Well not quite, but its almost like diving a reef! Click here to check out Reef Cam!


----------



## Edvet (26 Jul 2014)

I am just waiting for new episodes of "THE FISH GUYS":https://www.youtube.com/channel/UCDIt33wrOT25jwzucibiGUw


----------



## BigTom (26 Jul 2014)

Edvet said:


> I am just waiting for new episodes of "THE FISH GUYS":https://www.youtube.com/channel/UCDIt33wrOT25jwzucibiGUw



I bugged Ivan about series 3 last month and he said 'very soon', but nothing so far :/

Sent from my LT30p using Tapatalk


----------



## weejoe (26 Jul 2014)

Edvet thanks for the link this looks good  Joe


----------



## Lindy (28 Jul 2014)

Fish guys looks great, I'll be watching that!


----------



## Edvet (28 Jul 2014)

Well, they did a few seasons already, it's an aquired taste , but i like it.


----------



## BigTom (28 Jul 2014)

Edvet said:


> Well, they did a few seasons already, it's an aquired taste , but i like it.

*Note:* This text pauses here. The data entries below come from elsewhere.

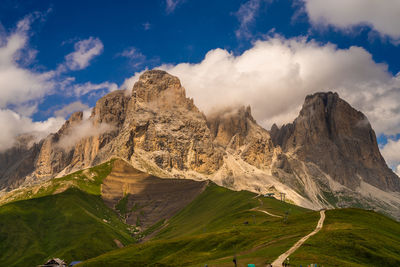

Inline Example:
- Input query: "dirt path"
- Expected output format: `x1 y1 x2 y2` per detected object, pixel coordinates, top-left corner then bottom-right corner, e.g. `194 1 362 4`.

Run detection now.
254 209 283 218
272 210 325 267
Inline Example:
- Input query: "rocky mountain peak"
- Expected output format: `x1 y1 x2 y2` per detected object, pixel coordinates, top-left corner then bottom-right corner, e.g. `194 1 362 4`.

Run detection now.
132 70 195 112
271 92 400 191
207 106 255 147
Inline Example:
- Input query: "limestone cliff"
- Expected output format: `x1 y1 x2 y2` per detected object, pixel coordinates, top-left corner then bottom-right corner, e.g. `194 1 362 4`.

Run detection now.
271 93 400 191
0 70 400 218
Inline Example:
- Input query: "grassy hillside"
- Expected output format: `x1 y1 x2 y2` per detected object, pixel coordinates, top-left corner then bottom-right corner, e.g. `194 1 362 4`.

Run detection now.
0 160 115 205
76 184 319 266
0 188 134 267
0 161 400 267
291 209 400 267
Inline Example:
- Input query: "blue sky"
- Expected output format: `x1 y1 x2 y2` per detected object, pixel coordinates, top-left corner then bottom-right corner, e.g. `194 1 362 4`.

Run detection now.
0 0 400 172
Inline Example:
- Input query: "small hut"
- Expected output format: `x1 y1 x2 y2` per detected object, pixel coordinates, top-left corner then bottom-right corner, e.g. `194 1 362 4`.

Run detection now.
39 258 67 267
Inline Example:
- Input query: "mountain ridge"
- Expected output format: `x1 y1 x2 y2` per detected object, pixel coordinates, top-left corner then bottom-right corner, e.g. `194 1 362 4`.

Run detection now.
0 70 400 221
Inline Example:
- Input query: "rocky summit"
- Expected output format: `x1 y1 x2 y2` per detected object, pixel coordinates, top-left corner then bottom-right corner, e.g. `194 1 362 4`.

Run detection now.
0 70 400 218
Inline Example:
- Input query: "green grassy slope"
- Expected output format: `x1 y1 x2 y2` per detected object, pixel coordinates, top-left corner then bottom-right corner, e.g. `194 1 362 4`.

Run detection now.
0 188 133 267
0 160 135 267
291 209 400 267
0 160 115 205
76 184 319 266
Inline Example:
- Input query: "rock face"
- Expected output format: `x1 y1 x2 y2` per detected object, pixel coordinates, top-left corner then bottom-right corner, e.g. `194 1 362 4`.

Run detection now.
271 92 400 191
101 159 208 228
0 70 400 218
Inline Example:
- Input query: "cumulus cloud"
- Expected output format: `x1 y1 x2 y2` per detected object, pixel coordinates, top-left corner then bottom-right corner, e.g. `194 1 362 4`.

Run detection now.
57 119 115 150
116 47 147 68
0 109 64 152
0 15 54 108
62 37 104 70
381 139 400 175
165 0 186 13
302 0 400 41
54 101 89 118
235 0 272 39
0 13 112 152
73 82 118 96
120 36 400 135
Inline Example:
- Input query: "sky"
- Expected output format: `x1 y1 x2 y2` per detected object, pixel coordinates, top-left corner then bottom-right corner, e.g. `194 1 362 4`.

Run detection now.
0 0 400 174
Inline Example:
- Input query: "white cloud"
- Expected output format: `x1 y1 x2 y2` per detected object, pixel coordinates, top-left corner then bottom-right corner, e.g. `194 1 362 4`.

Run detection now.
118 36 400 135
73 82 118 96
142 22 151 31
57 119 115 150
61 37 104 70
165 0 186 13
381 139 400 175
302 0 400 41
0 13 112 152
0 16 54 108
54 101 89 118
0 109 64 152
235 0 272 39
116 47 147 68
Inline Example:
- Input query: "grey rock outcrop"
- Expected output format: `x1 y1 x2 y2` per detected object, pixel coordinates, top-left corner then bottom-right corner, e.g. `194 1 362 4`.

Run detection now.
271 92 400 191
0 70 400 218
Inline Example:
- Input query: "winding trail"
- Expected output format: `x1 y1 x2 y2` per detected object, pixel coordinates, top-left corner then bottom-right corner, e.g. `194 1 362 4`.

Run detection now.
272 210 325 267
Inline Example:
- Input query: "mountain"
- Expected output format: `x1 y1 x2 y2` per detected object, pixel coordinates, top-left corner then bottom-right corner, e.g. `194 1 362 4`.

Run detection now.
0 70 400 219
0 159 400 267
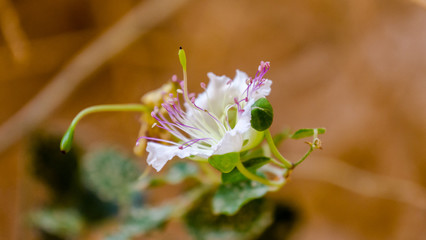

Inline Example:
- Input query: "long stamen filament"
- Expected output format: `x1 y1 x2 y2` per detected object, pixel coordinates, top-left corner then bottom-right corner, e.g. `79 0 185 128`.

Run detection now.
60 104 151 153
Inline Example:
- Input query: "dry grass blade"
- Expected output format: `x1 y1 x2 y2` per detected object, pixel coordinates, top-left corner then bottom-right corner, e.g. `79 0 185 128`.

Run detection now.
298 158 426 211
0 0 191 152
0 0 30 63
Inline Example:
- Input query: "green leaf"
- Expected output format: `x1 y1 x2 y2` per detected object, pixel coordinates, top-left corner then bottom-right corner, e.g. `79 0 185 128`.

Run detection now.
272 129 291 146
250 98 274 131
212 180 269 215
209 152 240 173
149 162 199 187
83 150 141 204
106 205 174 240
185 193 274 240
30 208 84 238
222 157 271 183
291 128 325 139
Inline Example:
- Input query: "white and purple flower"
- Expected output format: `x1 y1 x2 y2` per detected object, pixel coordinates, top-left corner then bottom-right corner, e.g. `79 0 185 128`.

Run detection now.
142 61 272 171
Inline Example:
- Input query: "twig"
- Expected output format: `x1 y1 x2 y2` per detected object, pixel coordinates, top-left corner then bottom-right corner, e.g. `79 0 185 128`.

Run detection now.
410 0 426 8
0 0 188 152
295 158 426 211
0 0 30 63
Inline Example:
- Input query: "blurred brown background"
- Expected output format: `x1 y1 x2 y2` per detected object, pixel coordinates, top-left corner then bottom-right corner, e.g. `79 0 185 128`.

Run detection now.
0 0 426 240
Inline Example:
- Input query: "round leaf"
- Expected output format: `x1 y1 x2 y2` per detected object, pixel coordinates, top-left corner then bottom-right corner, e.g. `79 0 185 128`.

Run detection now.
250 98 274 131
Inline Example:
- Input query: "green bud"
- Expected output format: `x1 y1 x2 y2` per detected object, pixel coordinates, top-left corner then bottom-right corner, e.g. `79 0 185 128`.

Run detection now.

Heh yeah you do sometimes wonder why you've just spent 20 minutes watching footage of two guys eating chicken and looking at a map in a dank hotel room, or driving for 8 hours down a potholed road in what feels like real time. But then you get rewarded with something absolutely amazing and it's all worth it.

Sent from my LT30p using Tapatalk


----------



## Edvet (28 Jul 2014)

Cans of tuna and crisps!
I am always surprised by their lack of preparation though, i know they are amateurs/hobbiists, but with little forethought they could have more succes.
But realy realy nice underwater footage, just could do with more


----------



## parotet (30 Jul 2014)

Yep,  I agree with you that some parts of the footage are not (let's say) essential... But everytime I watch the underwater scenes... wow I feel the need of diving in my aquarium


----------



## Jan Larsen (31 Aug 2014)

I haven't been able to afford a holiday for 5 years heh. I'll give that reef cam a try.


----------